Template:Early Modern English personal pronouns (table)
Appearance
Nominative | Objective | Genitive | Possessive | ||
---|---|---|---|---|---|
1st Person | singular | I | me | my / mine[1] | mine |
plural | we | us | our | ours | |
2nd Person | singular informal | thou | thee | thy / thine[1] | thine |
plural or formal singular | ye | you | your | yours | |
3rd Person | singular | he / she / it | him / her / it | his / her / his (its)[2] | his / hers / his (its)[2] |
plural | they | them | their / theyr[3] | theirs |
- a b The possessive forms were used as genitives before words beginning with a vowel sound and letter h (e.g. thine eyes, mine heire). Otherwise, "my" and "thy" is attributive (my/thy goods) and "mine" and "thine" are predicative (they are mine/thine). Shakespeare pokes fun at this custom with an archaic plural for eyes when the character Bottom says "mine eyen" in A Midsummer Night's Dream.

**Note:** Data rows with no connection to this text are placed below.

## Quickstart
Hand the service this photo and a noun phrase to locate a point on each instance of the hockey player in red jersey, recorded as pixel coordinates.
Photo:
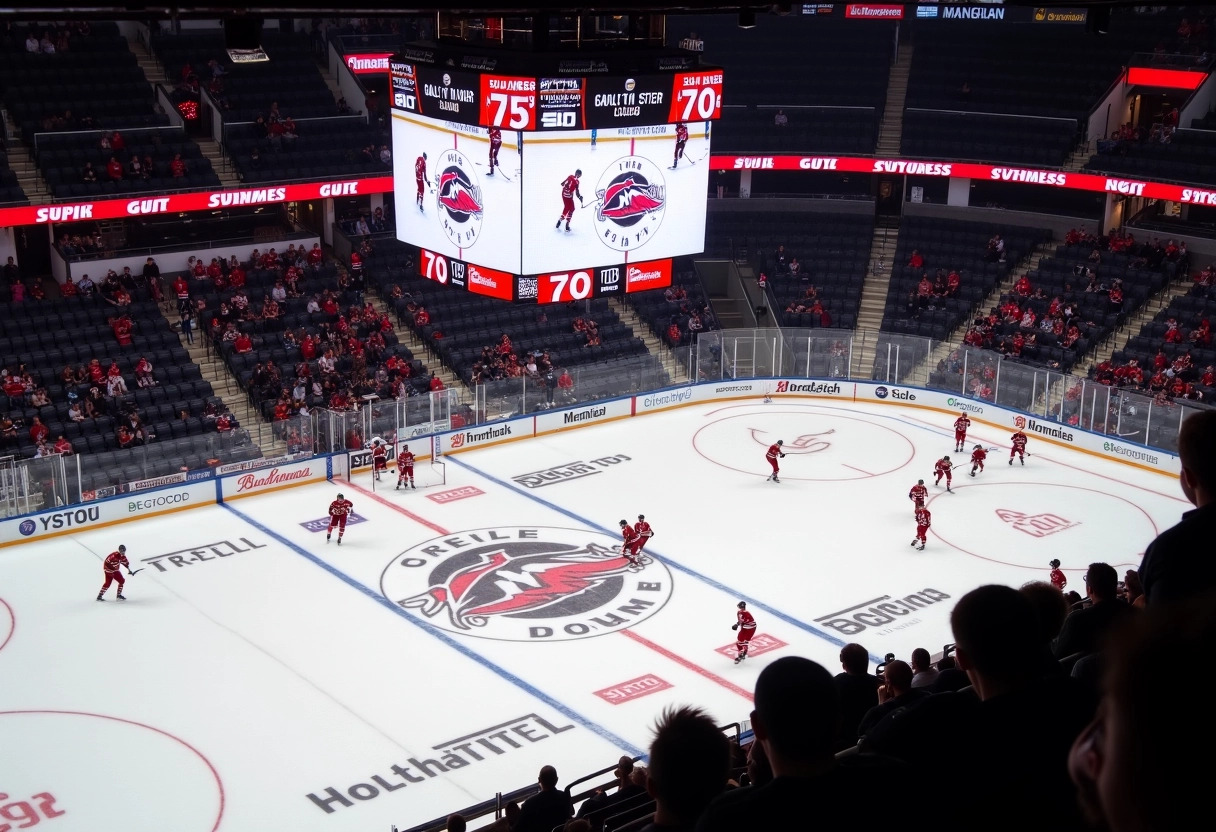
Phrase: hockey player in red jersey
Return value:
(420, 175)
(1019, 447)
(978, 456)
(681, 140)
(495, 144)
(943, 468)
(923, 521)
(1057, 577)
(380, 456)
(746, 627)
(405, 468)
(643, 530)
(569, 190)
(771, 455)
(338, 512)
(113, 568)
(961, 426)
(631, 544)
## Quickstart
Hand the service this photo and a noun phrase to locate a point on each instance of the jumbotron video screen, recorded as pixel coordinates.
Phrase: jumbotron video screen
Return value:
(542, 189)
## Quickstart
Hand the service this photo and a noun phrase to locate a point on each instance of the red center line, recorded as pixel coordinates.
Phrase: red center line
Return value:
(696, 668)
(646, 642)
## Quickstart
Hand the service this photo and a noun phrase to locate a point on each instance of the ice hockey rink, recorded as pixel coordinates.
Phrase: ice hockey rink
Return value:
(260, 679)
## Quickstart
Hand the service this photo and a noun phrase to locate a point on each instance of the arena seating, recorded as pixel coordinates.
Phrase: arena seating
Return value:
(952, 246)
(62, 156)
(325, 147)
(1020, 140)
(1188, 157)
(99, 79)
(50, 335)
(10, 189)
(291, 77)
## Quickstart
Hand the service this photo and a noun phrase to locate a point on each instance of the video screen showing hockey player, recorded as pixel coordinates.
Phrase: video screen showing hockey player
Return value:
(614, 195)
(457, 190)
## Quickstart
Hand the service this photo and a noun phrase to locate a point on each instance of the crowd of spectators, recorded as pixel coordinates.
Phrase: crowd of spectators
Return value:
(1050, 710)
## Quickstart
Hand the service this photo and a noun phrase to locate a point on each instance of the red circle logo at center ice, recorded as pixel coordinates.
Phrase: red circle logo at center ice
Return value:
(461, 206)
(631, 203)
(525, 584)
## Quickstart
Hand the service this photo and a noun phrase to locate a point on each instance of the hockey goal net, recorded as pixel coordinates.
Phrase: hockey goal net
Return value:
(429, 468)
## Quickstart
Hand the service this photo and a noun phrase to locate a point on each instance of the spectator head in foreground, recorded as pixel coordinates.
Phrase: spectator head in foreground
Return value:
(690, 765)
(996, 639)
(795, 717)
(1130, 764)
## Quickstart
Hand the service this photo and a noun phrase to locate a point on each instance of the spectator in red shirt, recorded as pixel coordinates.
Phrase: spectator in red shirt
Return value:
(38, 432)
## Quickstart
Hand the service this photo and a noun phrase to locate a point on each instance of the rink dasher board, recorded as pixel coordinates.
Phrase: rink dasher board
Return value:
(120, 509)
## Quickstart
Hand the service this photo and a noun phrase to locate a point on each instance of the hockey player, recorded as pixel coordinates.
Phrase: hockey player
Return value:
(380, 456)
(771, 455)
(495, 144)
(631, 544)
(420, 175)
(1057, 577)
(746, 625)
(569, 190)
(923, 521)
(643, 530)
(961, 426)
(681, 140)
(113, 568)
(943, 468)
(978, 456)
(338, 512)
(1019, 447)
(405, 468)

- a b From the early Early Modern English period up until the 17th century, his was the possessive of the third person neuter it as well as of the 3rd person masculine he. Later, the neologism its became common.
- Theyr was sometimes used as the genitive form of they. "Theyr" appears in the famous soliloquy To be, or not to be in the Second Quarto of Hamlet by William Shakespeare as theyr currents.